Medtronic has announced the approval of its Revo MRI SureScan magnetic resonance imaging (MRI)-compatible pacemaker, the first pacemaker in the U.S. that is designed specifically for use in an MRI environment. This approval is expected to significantly boost the device market in the coming year due to the roughly 200,000 U.S. pacemaker patients who currently must forego an MRI. The Revo MRI SureScan--which is priced at a comparable level as other pacemakers (ranging from $5,000 to $10,000)--contains two CapSureFix MRI leads and comes with a function that can be turned on before patients receive an MRI to prepare them for the scan. The device, however, is classified as "MR-conditional," meaning that it can be used in an MRI environment only under certain conditions, such as if a patient has never received a lead or pacemaker previously and if an MRI system has a static magnetic field of 1.5 Tesla.
Despite this development, the MRI-compatible pacemaker is expected to face challenges since MRIs for Medicare patients with pacemakers are not currently reimbursable.
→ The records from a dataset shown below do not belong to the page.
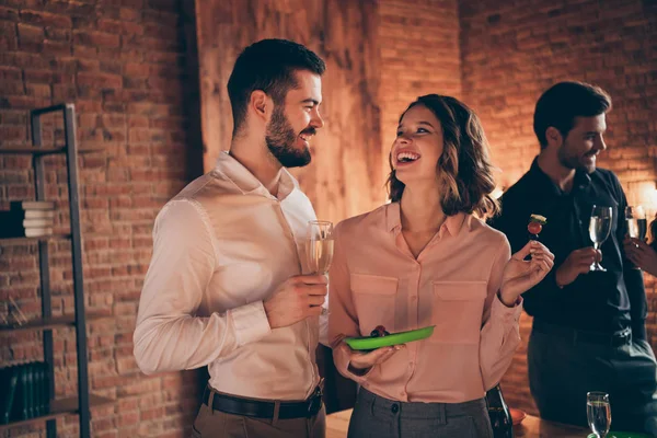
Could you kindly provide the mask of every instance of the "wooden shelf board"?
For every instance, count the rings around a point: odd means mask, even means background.
[[[89,406],[90,407],[103,406],[105,404],[113,404],[113,403],[114,403],[114,400],[112,400],[112,399],[107,399],[107,397],[94,395],[94,394],[89,394]],[[20,426],[27,426],[31,424],[46,422],[48,419],[55,419],[55,418],[61,417],[64,415],[70,415],[70,414],[77,414],[77,413],[78,413],[78,397],[77,396],[54,400],[53,402],[50,402],[50,412],[48,414],[41,415],[41,416],[34,417],[34,418],[16,419],[16,420],[10,422],[8,424],[2,424],[2,425],[0,425],[0,430],[5,430],[5,429],[13,428],[13,427],[20,427]]]
[[[21,244],[21,243],[32,243],[44,240],[67,240],[70,239],[71,234],[49,234],[49,235],[41,235],[38,238],[0,238],[0,244]]]
[[[78,153],[92,153],[101,152],[104,148],[80,148]],[[0,154],[33,154],[33,155],[48,155],[53,153],[65,153],[67,151],[66,146],[48,146],[48,147],[35,147],[35,146],[14,146],[11,148],[0,148]]]
[[[85,319],[87,323],[114,318],[113,314],[94,313],[94,312],[87,313],[84,316],[85,316],[84,319]],[[24,323],[23,325],[18,325],[18,324],[0,325],[0,334],[49,330],[49,328],[74,326],[74,325],[76,325],[76,315],[67,314],[67,315],[32,320],[32,321]]]

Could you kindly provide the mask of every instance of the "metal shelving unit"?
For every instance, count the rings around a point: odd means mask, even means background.
[[[65,145],[44,147],[42,138],[42,116],[61,112],[64,116]],[[59,104],[37,108],[30,113],[32,123],[32,147],[0,148],[0,154],[31,154],[34,169],[34,186],[36,200],[46,200],[46,178],[44,158],[49,154],[61,153],[66,157],[68,171],[68,195],[70,209],[70,234],[48,235],[43,238],[12,238],[0,239],[0,244],[23,244],[37,242],[38,266],[42,291],[42,318],[26,324],[0,325],[0,335],[19,331],[43,331],[44,360],[49,372],[48,397],[50,406],[45,415],[34,418],[20,419],[0,425],[0,430],[24,426],[37,422],[46,422],[48,438],[57,436],[56,418],[67,414],[78,414],[80,419],[80,437],[91,437],[90,406],[100,406],[113,403],[112,400],[90,395],[87,351],[87,315],[84,313],[84,290],[82,278],[82,239],[80,231],[80,196],[78,187],[78,146],[76,142],[76,110],[73,104]],[[50,273],[48,258],[48,242],[54,239],[71,241],[74,314],[53,316],[50,306]],[[93,315],[93,319],[108,315]],[[78,396],[55,400],[55,373],[53,351],[53,330],[57,327],[73,326],[76,330],[76,345],[78,356]]]

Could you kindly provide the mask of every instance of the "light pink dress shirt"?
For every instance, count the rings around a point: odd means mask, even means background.
[[[221,153],[158,215],[135,330],[146,373],[208,366],[241,396],[303,400],[319,382],[318,318],[269,327],[263,300],[306,267],[308,197],[283,169],[274,197]]]
[[[335,230],[328,337],[367,336],[377,325],[402,332],[436,325],[366,376],[342,374],[404,402],[481,399],[508,368],[520,342],[521,303],[497,298],[510,258],[506,237],[471,215],[449,217],[417,260],[401,232],[400,205],[347,219]]]

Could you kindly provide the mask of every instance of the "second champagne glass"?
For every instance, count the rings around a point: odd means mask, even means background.
[[[586,416],[591,431],[598,438],[606,438],[611,426],[611,406],[609,394],[589,392],[586,394]]]
[[[327,220],[308,222],[306,241],[308,267],[312,274],[326,274],[333,261],[333,223]]]
[[[596,250],[599,250],[602,242],[609,238],[613,219],[612,215],[613,210],[611,207],[593,206],[591,220],[589,222],[589,237],[593,242],[593,247]],[[593,262],[590,270],[607,272],[598,261]]]

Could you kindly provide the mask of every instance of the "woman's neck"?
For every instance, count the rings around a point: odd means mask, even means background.
[[[424,187],[404,187],[400,201],[402,230],[408,232],[437,232],[447,219],[440,205],[437,184]]]

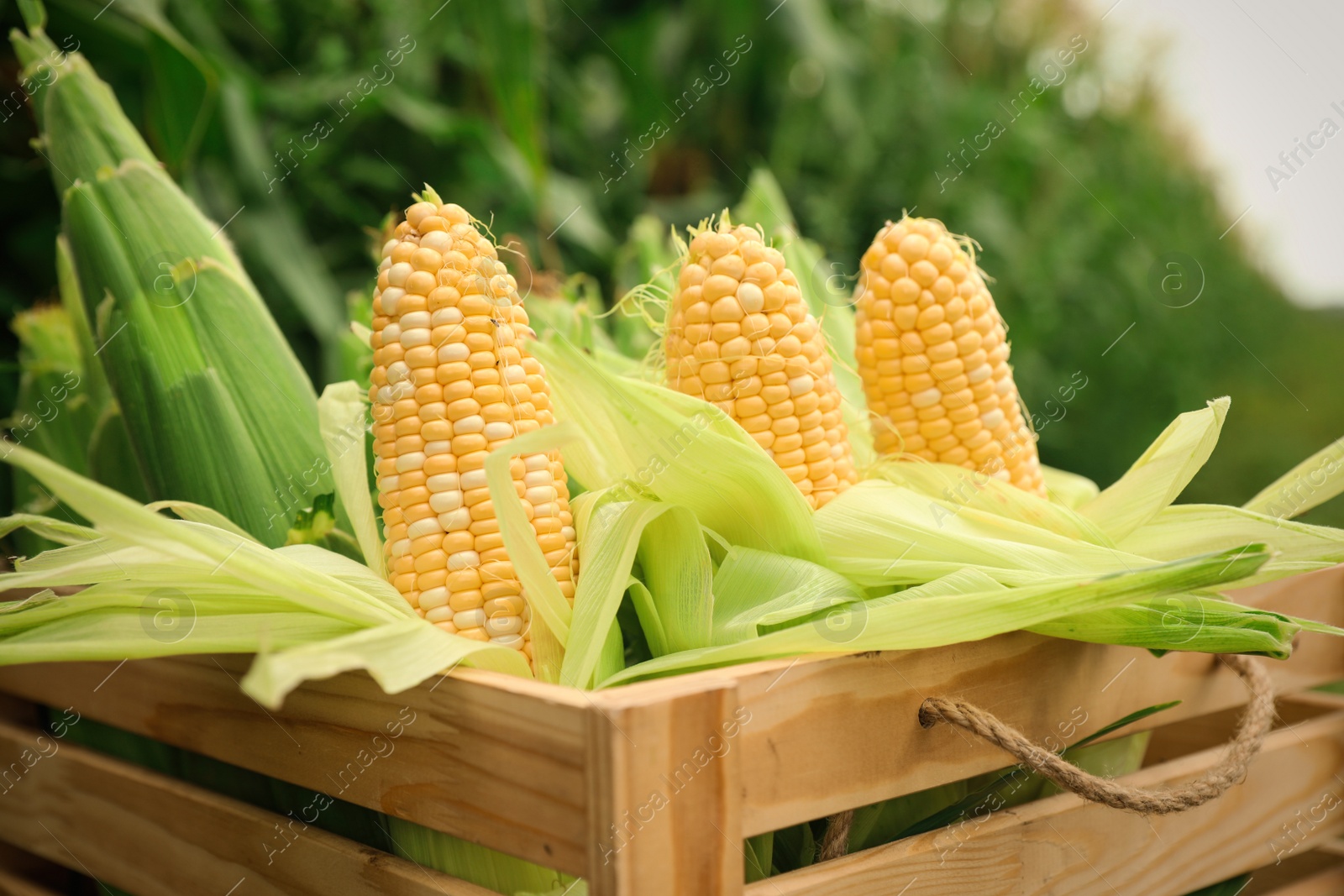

In 2009, CMS stated that--upon the device's approval--it would be willing to review its data to determine whether it is safe for those with pacemakers to receive MRIs, and whether they would then grant reimbursement for these procedures. As such, experts predict that these pacemakers could receive reimbursement approval as early as March of this year.
Though reimbursement may initially hamper procedures with MRI-compatible pacemakers, this technology advancement will greatly aid patients with pacemakers who require MRIs. This device approval could also boost Medtronic's dominant share of the pacemaker market from 51 percent to up to 61 percent. Boston Scientific and St. Jude are developing MRI-compatible pacemakers as well with the Accent MRI-Compatible Pacer and the Tendtril MRI, signaling an interest from physicians and patients in devices with these capabilities. Moreover, Medtronic is currently implementing a FDA-required post-market study that includes 1,800 patients to further test the device and associated patient outcomes.